Thursday, December 21, 2006

Wakefield: Fiedler had no vision he could articulate

Rebecca Wakefield has written a column for the Sun Post about outgoing TMH executive editor Tom Fiedler. Some excerpts:

Widely considered a nice guy (I’ve always thought he sounded a bit like the host of a children’s show), Fiedler was, in his 33 years at the Herald, good at a number of things. He was a great reporter, a good political editor, a decent editorial page editor and, ultimately, so-so as executive editor.

There was a feeling in 2001 and now five years later, that Fiedler was a caretaker, the guy the bigwigs at corporate could rely on to keep the estate in good condition while they managed its lucrative decline.

“I try to resist thinking that the golden age of journalism is behind us,” Fiedler told me this week. “I think it’s simply that things changed. Clearly what drove the change was the readership, when our circulation began to dip and readers began to indicate they were no longer interested in the kind of journalism we all treasure.”

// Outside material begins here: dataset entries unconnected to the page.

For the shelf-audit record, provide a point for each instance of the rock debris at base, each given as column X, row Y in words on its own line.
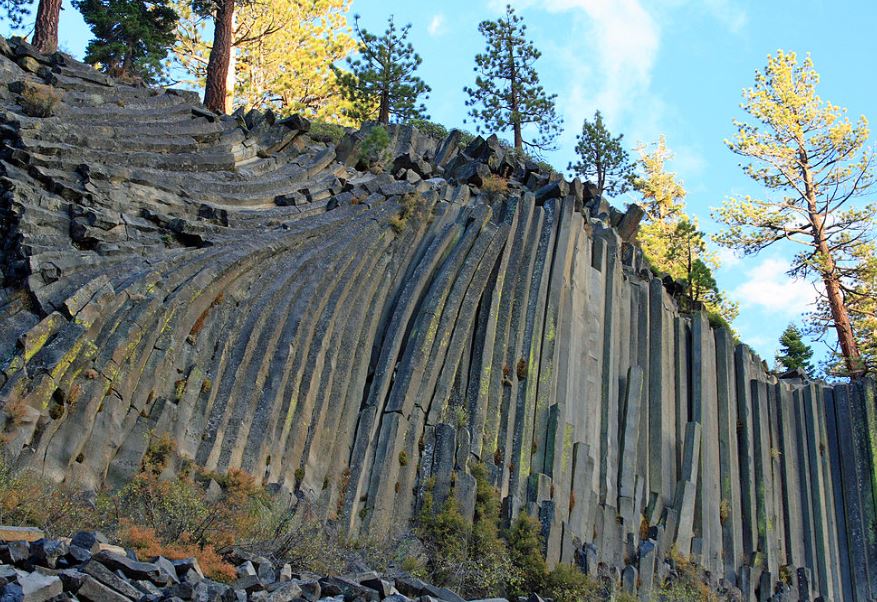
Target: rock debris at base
column 80, row 569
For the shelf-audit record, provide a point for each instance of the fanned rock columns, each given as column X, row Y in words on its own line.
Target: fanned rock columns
column 360, row 333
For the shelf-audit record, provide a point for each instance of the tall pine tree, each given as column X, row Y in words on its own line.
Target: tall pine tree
column 814, row 162
column 45, row 27
column 671, row 240
column 794, row 353
column 507, row 93
column 131, row 37
column 602, row 159
column 381, row 83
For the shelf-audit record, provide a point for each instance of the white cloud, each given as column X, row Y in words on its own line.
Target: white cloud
column 609, row 59
column 436, row 25
column 769, row 288
column 733, row 17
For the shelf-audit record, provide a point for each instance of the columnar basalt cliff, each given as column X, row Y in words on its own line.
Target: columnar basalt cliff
column 361, row 336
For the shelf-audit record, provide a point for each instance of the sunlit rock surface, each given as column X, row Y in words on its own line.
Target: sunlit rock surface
column 357, row 337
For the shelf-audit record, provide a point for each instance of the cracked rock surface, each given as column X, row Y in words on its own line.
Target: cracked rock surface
column 355, row 330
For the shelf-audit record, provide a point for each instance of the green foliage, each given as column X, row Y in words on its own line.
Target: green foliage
column 445, row 535
column 131, row 37
column 373, row 147
column 794, row 353
column 434, row 130
column 566, row 583
column 381, row 84
column 814, row 163
column 602, row 159
column 525, row 552
column 507, row 93
column 687, row 585
column 16, row 11
column 671, row 240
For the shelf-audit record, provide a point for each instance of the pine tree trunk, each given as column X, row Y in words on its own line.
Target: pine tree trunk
column 216, row 88
column 839, row 314
column 830, row 278
column 46, row 28
column 384, row 112
column 231, row 74
column 513, row 86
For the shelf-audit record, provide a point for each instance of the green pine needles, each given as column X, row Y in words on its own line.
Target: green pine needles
column 131, row 37
column 507, row 93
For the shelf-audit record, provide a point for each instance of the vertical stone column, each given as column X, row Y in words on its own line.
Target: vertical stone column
column 704, row 410
column 745, row 450
column 845, row 555
column 662, row 415
column 729, row 508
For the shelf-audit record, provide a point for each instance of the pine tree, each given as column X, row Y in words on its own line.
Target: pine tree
column 290, row 70
column 507, row 93
column 602, row 159
column 809, row 153
column 671, row 240
column 381, row 83
column 131, row 37
column 794, row 353
column 280, row 57
column 860, row 293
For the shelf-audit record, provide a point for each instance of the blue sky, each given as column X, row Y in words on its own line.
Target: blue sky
column 672, row 67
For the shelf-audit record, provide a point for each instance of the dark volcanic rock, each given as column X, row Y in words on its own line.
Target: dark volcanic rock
column 357, row 338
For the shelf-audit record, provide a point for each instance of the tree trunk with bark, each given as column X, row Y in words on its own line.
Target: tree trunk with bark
column 46, row 28
column 830, row 277
column 216, row 88
column 513, row 86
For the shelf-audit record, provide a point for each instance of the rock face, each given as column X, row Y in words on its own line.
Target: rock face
column 359, row 335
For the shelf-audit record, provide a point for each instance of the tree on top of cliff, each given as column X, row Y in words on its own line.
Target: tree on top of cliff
column 381, row 83
column 670, row 239
column 808, row 152
column 794, row 353
column 507, row 92
column 281, row 55
column 45, row 28
column 602, row 159
column 131, row 37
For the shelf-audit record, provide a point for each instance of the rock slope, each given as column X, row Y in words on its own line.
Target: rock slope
column 359, row 336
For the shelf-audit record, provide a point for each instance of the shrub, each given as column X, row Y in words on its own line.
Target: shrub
column 489, row 569
column 686, row 583
column 28, row 499
column 38, row 100
column 146, row 543
column 521, row 369
column 445, row 536
column 525, row 552
column 566, row 583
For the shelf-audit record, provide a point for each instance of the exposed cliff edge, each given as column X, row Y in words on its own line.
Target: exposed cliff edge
column 357, row 337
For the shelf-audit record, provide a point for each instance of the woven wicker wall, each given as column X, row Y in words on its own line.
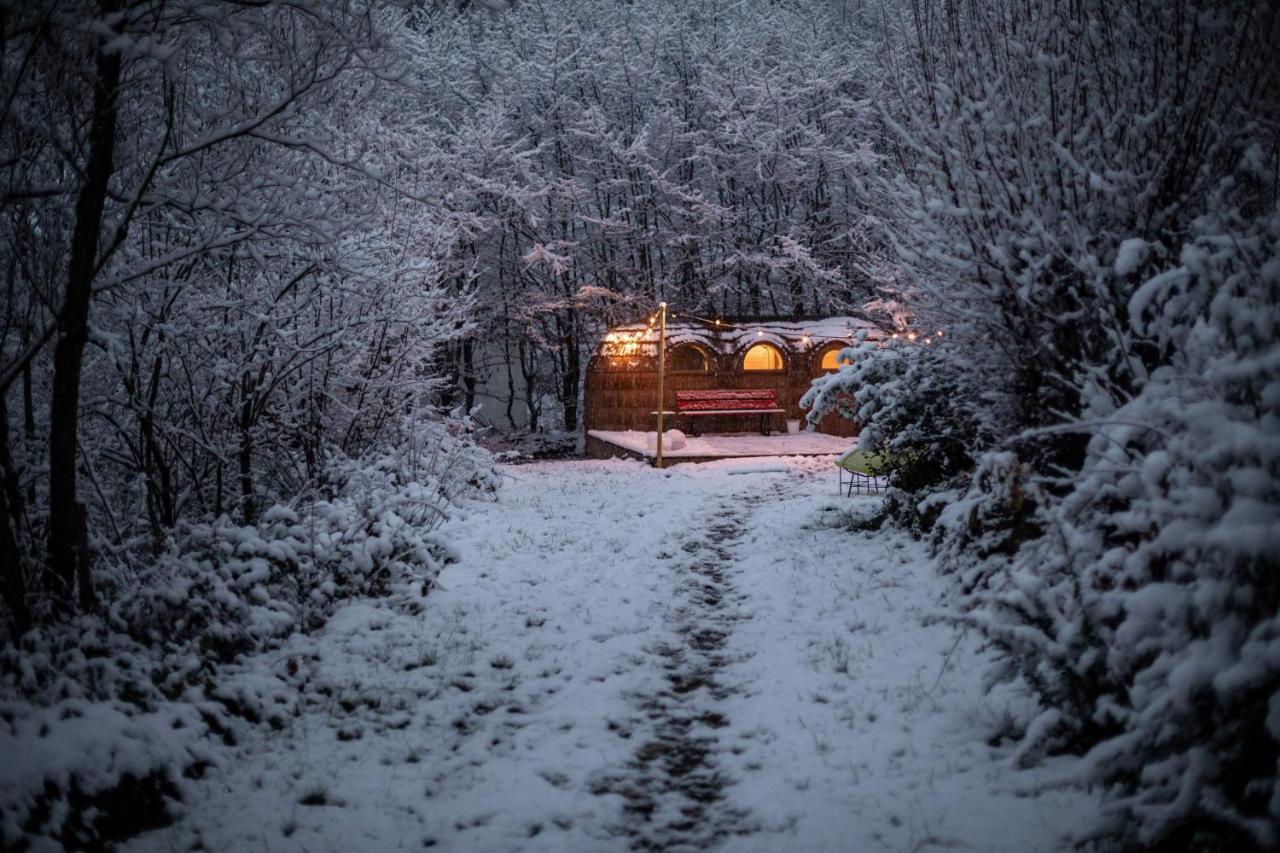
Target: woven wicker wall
column 620, row 393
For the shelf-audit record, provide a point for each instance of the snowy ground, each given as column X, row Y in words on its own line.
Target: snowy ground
column 627, row 658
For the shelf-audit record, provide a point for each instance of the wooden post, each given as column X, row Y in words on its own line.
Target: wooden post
column 662, row 372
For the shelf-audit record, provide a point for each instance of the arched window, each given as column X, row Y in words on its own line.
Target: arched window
column 831, row 360
column 689, row 359
column 762, row 356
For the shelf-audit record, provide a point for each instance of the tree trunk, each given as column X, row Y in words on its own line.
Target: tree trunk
column 73, row 324
column 13, row 588
column 469, row 373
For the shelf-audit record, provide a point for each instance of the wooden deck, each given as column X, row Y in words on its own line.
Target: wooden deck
column 707, row 448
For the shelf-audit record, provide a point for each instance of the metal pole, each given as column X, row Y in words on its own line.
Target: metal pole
column 662, row 372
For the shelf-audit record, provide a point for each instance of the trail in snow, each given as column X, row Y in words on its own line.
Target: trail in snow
column 673, row 785
column 627, row 658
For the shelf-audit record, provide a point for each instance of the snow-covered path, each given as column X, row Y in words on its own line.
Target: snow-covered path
column 629, row 658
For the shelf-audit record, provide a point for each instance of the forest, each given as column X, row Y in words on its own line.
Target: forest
column 260, row 255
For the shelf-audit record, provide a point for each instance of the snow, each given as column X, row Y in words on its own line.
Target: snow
column 635, row 657
column 1132, row 255
column 804, row 443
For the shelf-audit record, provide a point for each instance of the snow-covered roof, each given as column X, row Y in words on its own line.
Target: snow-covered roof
column 730, row 337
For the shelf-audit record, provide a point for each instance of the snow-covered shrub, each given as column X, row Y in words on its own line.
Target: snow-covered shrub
column 1147, row 617
column 110, row 712
column 912, row 402
column 94, row 748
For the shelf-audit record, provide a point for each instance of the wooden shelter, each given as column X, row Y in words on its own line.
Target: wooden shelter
column 621, row 388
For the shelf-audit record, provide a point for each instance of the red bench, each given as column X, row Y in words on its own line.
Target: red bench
column 755, row 401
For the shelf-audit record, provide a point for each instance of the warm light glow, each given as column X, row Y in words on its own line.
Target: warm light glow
column 762, row 356
column 831, row 360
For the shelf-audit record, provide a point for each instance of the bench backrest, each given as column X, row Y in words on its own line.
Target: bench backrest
column 746, row 398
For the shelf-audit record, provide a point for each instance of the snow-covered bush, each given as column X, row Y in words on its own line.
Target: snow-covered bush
column 1147, row 617
column 112, row 711
column 1100, row 220
column 912, row 402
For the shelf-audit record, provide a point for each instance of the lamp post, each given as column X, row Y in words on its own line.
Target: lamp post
column 662, row 373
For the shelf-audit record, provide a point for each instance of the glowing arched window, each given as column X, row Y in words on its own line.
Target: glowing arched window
column 689, row 359
column 830, row 360
column 762, row 356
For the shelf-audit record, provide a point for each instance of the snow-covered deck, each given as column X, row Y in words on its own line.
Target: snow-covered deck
column 703, row 448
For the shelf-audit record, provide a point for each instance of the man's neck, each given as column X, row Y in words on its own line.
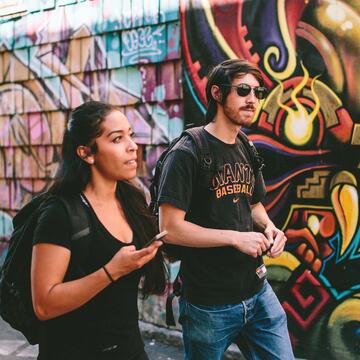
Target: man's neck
column 223, row 130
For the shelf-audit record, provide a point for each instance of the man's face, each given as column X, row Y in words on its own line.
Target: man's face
column 240, row 110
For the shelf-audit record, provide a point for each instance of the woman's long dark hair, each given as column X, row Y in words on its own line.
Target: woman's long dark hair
column 84, row 126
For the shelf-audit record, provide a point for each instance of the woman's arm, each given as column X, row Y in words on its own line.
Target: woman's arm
column 52, row 297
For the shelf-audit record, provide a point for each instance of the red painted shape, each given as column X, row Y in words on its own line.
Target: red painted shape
column 306, row 278
column 294, row 10
column 192, row 68
column 344, row 129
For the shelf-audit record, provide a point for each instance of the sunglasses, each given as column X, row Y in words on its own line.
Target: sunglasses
column 245, row 89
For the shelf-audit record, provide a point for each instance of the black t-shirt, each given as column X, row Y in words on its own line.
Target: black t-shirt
column 219, row 275
column 110, row 319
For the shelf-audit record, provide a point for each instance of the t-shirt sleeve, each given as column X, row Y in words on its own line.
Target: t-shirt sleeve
column 259, row 189
column 177, row 179
column 53, row 226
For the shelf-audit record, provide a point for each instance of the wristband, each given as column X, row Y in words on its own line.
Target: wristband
column 108, row 274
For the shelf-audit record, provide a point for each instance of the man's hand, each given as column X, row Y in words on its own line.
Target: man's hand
column 251, row 243
column 277, row 240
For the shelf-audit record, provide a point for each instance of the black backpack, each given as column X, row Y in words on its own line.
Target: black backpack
column 207, row 169
column 15, row 289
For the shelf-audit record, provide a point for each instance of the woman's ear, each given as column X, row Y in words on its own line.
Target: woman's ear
column 84, row 153
column 216, row 93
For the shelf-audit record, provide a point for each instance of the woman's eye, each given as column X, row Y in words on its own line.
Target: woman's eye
column 117, row 139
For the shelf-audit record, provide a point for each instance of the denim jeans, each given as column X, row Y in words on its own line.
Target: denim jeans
column 257, row 325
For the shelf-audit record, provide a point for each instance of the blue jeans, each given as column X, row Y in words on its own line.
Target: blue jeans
column 257, row 325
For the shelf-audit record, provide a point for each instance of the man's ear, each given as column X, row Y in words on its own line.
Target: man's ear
column 84, row 153
column 216, row 93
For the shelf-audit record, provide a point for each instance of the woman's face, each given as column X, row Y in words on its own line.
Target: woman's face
column 116, row 155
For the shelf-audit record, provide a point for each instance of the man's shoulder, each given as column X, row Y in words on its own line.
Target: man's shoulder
column 185, row 144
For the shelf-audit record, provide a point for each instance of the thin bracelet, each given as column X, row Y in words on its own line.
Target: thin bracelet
column 108, row 274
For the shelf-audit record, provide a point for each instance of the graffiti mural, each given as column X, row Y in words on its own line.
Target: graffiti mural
column 308, row 131
column 50, row 62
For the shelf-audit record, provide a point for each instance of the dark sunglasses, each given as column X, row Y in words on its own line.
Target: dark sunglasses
column 245, row 89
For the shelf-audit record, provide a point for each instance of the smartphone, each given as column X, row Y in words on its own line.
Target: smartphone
column 156, row 237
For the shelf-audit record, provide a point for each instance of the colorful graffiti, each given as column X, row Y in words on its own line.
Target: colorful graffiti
column 308, row 131
column 51, row 61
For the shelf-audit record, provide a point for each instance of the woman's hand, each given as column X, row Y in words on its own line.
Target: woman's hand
column 128, row 259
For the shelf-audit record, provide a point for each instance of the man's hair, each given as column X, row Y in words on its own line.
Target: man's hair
column 224, row 74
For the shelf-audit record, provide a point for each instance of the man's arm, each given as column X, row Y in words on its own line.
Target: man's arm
column 276, row 237
column 185, row 233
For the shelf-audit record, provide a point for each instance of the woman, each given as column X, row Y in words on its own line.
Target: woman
column 94, row 315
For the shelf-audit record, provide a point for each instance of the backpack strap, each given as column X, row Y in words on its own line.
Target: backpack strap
column 257, row 162
column 80, row 225
column 198, row 134
column 177, row 290
column 77, row 214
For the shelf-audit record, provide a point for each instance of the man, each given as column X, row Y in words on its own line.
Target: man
column 225, row 296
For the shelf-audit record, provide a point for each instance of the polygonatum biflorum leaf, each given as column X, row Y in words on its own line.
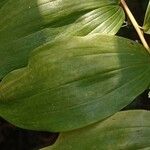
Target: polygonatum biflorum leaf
column 30, row 23
column 129, row 130
column 2, row 2
column 147, row 20
column 73, row 82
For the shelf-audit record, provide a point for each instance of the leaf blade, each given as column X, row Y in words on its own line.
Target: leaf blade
column 146, row 25
column 74, row 82
column 35, row 22
column 125, row 130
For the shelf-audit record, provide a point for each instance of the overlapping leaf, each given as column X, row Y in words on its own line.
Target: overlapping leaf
column 128, row 130
column 147, row 20
column 74, row 82
column 30, row 23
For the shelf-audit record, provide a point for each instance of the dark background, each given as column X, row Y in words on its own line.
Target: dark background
column 13, row 138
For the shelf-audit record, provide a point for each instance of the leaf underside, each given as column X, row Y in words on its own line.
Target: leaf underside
column 74, row 82
column 30, row 23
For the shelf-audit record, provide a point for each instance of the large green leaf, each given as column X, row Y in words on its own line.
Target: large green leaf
column 74, row 82
column 30, row 23
column 128, row 130
column 147, row 20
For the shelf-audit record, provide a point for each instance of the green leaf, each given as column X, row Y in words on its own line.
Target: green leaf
column 146, row 25
column 30, row 23
column 74, row 82
column 2, row 2
column 129, row 130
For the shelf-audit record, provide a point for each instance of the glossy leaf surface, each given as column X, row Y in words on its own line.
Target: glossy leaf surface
column 30, row 23
column 74, row 82
column 147, row 20
column 128, row 130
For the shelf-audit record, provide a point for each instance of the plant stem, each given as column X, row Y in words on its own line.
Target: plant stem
column 135, row 24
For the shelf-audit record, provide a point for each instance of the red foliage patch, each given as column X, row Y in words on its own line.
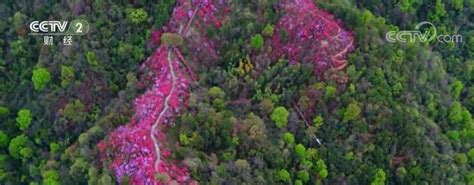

Fiedler points to the death of the beloved Tropic magazine, a weekly Herald supplement that allowed for in-depth exploration of the issues and general weirdness of South Florida. “It didn’t die for no reason,” he says. “It died because it lacked support, a lack of advertising and mass readership. The same was true in general of the coverage we valued in the 1980s.”

Similarly, the Herald closed most of its bureaus all over the state because Miami advertisers didn’t much care about readers elsewhere. “As the economic imperatives came to fruition, we had to start shrinking our reach, pull in our net,” he says. “I wish it were different, but wishing doesn’t make it different.”

“I’ve tried to remind people at the heart of all this, quality journalism matters and that’s what we’re all about. I don’t know if I’ve succeeded on that. But I do think the Miami Herald newsroom is still pound for pound the best newsroom in the country. It makes Miami a better place than it would be.

Whomever or whatever we hate, we can find it in the paper, either in what is written, or what is not.

That is one reason why the daily newspaper is absolutely vital to Miami. As imperfect as it is, as rudderless, bogged-down and lacking in stones as its management has often seemed, we need the Miami Herald.

The problem with Fiedler, in my opinion, is that his essentially good qualities as a person and a reporter didn’t translate well to management. He’s a stand-up, almost painfully earnest guy; a team player, a believer in the institution even when the walls are crumbling. But he didn’t have a vision you could articulate in any specific, actionable way.

Fiedler became a symbol of, and an apologist for, the disconnects between the Herald and the communities it serves, the business and editorial missions.

“Anders [The incoming Herald Executive Editor] has credibility and respect in the Herald newsroom,” Fiedler says. “And he has credibility with McClatchy. So he’s in a better position than I would have been.”
I don't know Fiedler personally but what Wakefield says makes sense. I mean several observers including former Herald columnist Jim Defede have characterized Fiedler as a "company man" and Fiedler's own remark about incoming editor Anders Gyllenhaal having more credibility with McClatchy tells us his company was Knight Ridder.

The thing that strikes me most about the piece is that Fiedler seems to blame everyone else for the Herald's decline but the Herald itself. The readers don't appreciate the "type of journalism we all treasure" and the "advertisers didn't care". As I've mentioned about Fiedler before, I think there's a lack of introspection in him that would be necessary to lead a newspaper through this period of time where the future role of traditional fishwraps is highly uncertain. You can't just keep trying to do the same old things and lament the fact that people don't want or need the same old things. I know that there has to be tension between what sells and what's journalistically proper, but like the proverbial tree falling in the solitary woods there is a question of whether a newspaper without readers makes a sound.

Regardless of who made the decision, Fiedler's moving on is probably best for the paper's new owners, the paper itself, the readers and the community.

4 comments:

Anonymous said...

Unfortunately, Fiedler apparently had a vision (such as it was) of the Cuban exile community which he did articulate, with the very regrettable results known to all by now. In the end, perhaps even he regretted it, albeit for the wrong reason.

Anonymous said...

The Miami Hurled is a lame newspaper, period. The City of Miami is a journalist's wet dream, a place where dozens of compelling stories a year could compete with the best of any metropolitan center in the country. But that doesn't happen, because the Hurled has always lacked the stomach, the will, and the vision.

Carl Hiaason gets it, and he stands alone. We're all the poorer for it.

Anonymous said...

Henry, Thanks this post. Just FYI, I posted the entire interview, sans my opinions, on my other website, here: http://www.category305.com/media-watch/herald-fiedler-interview.php

button said...

Henry: he's NOT moving on. He managed to secure for himself a seat on the Board of Directors of McClatchy when the KR deal was made.